Jane Coop / Andrew Dawes: Beethoven, sonates pour piano & violon; Skylark (0101)
James Ehnes, OSQ / Yoav Talmi: Concert français; Analekta, collection Fleur de Lys (FL 2 3151)
Interactivité musique/technologie
L’évolution des instruments de musique et, conséquemment, l’évolution de la musique sont intimement liées à celle des diverses technologies qui nous entourent. L’événement Interactivité musique/technologie, qui se tenait les 20, 26, 27 et 28 octobre, nous a permis de goûter quelques saveurs trop peu répandues dans nos salles de concert, mais qui ne pourront que gagner du terrain puisque, comme on dit, on n’arrête pas le progrès. Qu’il s’agisse d’utiliser les ressources de l’informatique pour analyser un son jusque dans ses plus infimes replis harmoniques afin d’en déduire une partition pour ensemble, comme c’est le cas pour la musique spectrale de Tristan Murail; ou qu’il s’agisse de générer électroniquement des sons inouïs: les apports des nouvelles technologies au domaine de la musique "sérieuse", s’ils peuvent se généraliser, ont encore un bel avenir.
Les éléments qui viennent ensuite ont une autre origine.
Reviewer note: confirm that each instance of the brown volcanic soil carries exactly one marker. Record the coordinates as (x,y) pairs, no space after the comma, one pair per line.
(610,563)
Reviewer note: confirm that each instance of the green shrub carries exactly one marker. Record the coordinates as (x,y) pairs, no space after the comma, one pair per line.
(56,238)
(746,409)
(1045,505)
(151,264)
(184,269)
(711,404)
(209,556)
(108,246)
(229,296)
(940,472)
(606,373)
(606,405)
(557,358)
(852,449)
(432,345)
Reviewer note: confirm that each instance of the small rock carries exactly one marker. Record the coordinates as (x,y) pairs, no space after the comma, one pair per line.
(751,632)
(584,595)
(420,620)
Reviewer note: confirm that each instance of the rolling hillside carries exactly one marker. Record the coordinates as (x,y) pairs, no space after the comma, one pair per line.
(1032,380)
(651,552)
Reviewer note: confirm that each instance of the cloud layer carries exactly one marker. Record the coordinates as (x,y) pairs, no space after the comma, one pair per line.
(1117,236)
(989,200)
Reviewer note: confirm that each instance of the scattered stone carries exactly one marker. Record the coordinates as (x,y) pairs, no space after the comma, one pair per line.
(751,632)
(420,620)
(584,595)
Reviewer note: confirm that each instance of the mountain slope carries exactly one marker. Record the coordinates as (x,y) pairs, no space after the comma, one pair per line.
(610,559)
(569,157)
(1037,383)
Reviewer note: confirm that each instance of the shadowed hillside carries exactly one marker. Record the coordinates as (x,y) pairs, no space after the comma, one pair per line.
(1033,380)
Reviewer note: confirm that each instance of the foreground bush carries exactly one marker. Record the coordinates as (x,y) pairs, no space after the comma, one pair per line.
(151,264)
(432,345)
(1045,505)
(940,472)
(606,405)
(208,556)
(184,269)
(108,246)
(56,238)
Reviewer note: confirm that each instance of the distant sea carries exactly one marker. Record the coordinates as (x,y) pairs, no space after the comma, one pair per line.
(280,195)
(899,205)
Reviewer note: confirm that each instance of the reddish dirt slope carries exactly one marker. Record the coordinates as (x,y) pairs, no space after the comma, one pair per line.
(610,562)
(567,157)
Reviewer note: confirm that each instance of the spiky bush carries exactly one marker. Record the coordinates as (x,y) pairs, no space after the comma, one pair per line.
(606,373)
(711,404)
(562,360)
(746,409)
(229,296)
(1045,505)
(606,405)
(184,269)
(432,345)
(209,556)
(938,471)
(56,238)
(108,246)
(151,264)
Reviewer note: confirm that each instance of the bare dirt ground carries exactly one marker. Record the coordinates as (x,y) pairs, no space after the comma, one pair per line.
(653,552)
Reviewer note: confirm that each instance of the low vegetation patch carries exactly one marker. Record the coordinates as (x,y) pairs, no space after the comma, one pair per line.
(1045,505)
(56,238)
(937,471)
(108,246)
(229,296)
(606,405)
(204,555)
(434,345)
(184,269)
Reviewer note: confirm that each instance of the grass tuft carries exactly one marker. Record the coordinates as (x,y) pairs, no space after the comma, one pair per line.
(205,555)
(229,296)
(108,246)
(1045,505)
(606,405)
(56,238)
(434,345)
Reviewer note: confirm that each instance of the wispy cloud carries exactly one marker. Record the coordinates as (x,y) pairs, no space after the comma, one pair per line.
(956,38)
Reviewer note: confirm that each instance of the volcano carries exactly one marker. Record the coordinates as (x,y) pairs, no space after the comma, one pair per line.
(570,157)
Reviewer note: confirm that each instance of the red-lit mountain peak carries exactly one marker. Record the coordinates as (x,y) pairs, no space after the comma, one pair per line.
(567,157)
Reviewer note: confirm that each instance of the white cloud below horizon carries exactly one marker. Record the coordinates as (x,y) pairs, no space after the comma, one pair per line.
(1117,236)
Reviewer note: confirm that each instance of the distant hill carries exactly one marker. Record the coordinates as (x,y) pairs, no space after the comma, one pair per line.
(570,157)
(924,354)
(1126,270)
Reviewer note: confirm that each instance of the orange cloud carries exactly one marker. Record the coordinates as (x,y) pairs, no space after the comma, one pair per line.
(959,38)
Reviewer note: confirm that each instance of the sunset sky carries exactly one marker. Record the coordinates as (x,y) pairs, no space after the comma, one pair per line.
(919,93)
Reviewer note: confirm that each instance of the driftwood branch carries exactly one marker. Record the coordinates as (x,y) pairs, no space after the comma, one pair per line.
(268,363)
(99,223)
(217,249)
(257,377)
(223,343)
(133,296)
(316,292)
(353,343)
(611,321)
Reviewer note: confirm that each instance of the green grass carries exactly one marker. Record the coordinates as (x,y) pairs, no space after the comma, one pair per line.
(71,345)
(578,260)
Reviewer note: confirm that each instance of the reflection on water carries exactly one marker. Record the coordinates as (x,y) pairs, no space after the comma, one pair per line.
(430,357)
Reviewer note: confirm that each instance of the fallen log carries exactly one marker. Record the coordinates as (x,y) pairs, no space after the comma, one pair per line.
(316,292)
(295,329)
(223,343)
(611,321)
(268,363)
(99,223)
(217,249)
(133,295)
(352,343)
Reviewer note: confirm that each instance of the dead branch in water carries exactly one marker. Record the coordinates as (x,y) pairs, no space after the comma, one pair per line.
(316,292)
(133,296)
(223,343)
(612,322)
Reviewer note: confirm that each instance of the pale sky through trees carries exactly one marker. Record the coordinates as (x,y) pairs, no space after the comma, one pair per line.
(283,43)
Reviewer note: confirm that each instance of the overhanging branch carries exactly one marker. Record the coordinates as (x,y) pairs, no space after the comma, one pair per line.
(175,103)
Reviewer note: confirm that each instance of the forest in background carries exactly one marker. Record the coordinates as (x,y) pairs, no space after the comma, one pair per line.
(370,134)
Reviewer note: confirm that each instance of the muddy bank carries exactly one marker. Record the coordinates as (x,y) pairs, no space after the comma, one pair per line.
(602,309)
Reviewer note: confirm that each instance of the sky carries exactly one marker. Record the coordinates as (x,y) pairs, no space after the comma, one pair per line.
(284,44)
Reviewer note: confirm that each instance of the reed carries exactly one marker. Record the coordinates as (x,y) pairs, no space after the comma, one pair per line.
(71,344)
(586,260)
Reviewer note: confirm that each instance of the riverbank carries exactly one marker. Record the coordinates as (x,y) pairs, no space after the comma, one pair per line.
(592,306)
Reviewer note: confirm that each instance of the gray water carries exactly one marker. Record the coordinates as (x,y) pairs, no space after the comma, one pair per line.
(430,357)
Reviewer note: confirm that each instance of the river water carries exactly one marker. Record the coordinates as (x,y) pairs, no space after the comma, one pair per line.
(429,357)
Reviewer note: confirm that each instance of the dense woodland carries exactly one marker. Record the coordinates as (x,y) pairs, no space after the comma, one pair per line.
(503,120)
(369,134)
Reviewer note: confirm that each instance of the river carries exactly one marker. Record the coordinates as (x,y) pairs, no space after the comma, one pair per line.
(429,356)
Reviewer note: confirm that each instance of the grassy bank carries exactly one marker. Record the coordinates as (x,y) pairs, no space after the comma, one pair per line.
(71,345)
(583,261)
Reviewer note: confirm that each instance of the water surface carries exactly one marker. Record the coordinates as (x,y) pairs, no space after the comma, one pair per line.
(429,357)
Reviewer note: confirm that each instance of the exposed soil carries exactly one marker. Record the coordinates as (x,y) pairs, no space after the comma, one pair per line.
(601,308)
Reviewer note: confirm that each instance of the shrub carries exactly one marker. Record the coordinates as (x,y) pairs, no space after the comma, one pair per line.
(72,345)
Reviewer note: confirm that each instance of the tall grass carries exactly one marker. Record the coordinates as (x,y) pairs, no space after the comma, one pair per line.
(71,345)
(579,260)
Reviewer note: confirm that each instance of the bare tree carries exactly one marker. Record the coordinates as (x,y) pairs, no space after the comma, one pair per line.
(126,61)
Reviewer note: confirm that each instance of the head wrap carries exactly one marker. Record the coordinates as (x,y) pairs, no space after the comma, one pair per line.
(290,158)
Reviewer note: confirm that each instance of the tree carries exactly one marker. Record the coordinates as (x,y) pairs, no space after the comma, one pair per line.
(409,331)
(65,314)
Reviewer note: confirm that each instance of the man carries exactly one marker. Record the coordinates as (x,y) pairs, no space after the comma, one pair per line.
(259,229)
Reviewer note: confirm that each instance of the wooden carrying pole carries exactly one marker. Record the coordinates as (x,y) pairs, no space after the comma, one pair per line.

La musique mixte qui nous a été présentée durant les différents concerts, jumelant instrumentistes et traitements électroniques en direct, et empruntant même au concert acousmatique son principe de diffusion périphérique, qui place l’auditeur au centre de l’oeuvre, est encore trop peu pratiquée. Les musiciens et musiciennes de l’ensemble Les Temps Modernes, de Lyon, ont fait preuve d’un grand savoir-faire en la matière, et l’amplification ajoutée à leurs instruments ne nous a permis que d’apprécier davantage leur talent. Rainer Boesch, qui officiait avec l’ensemble au piano, nous a offert la création de sa pièce Neiges lointaines, conçue selon sa méthode d’improvisation générative; ce fut certainement l’un des beaux moments de ces quelques jours. Seul reproche aux organisateurs: la prochaine fois, il faudra prévoir des salles plus grandes!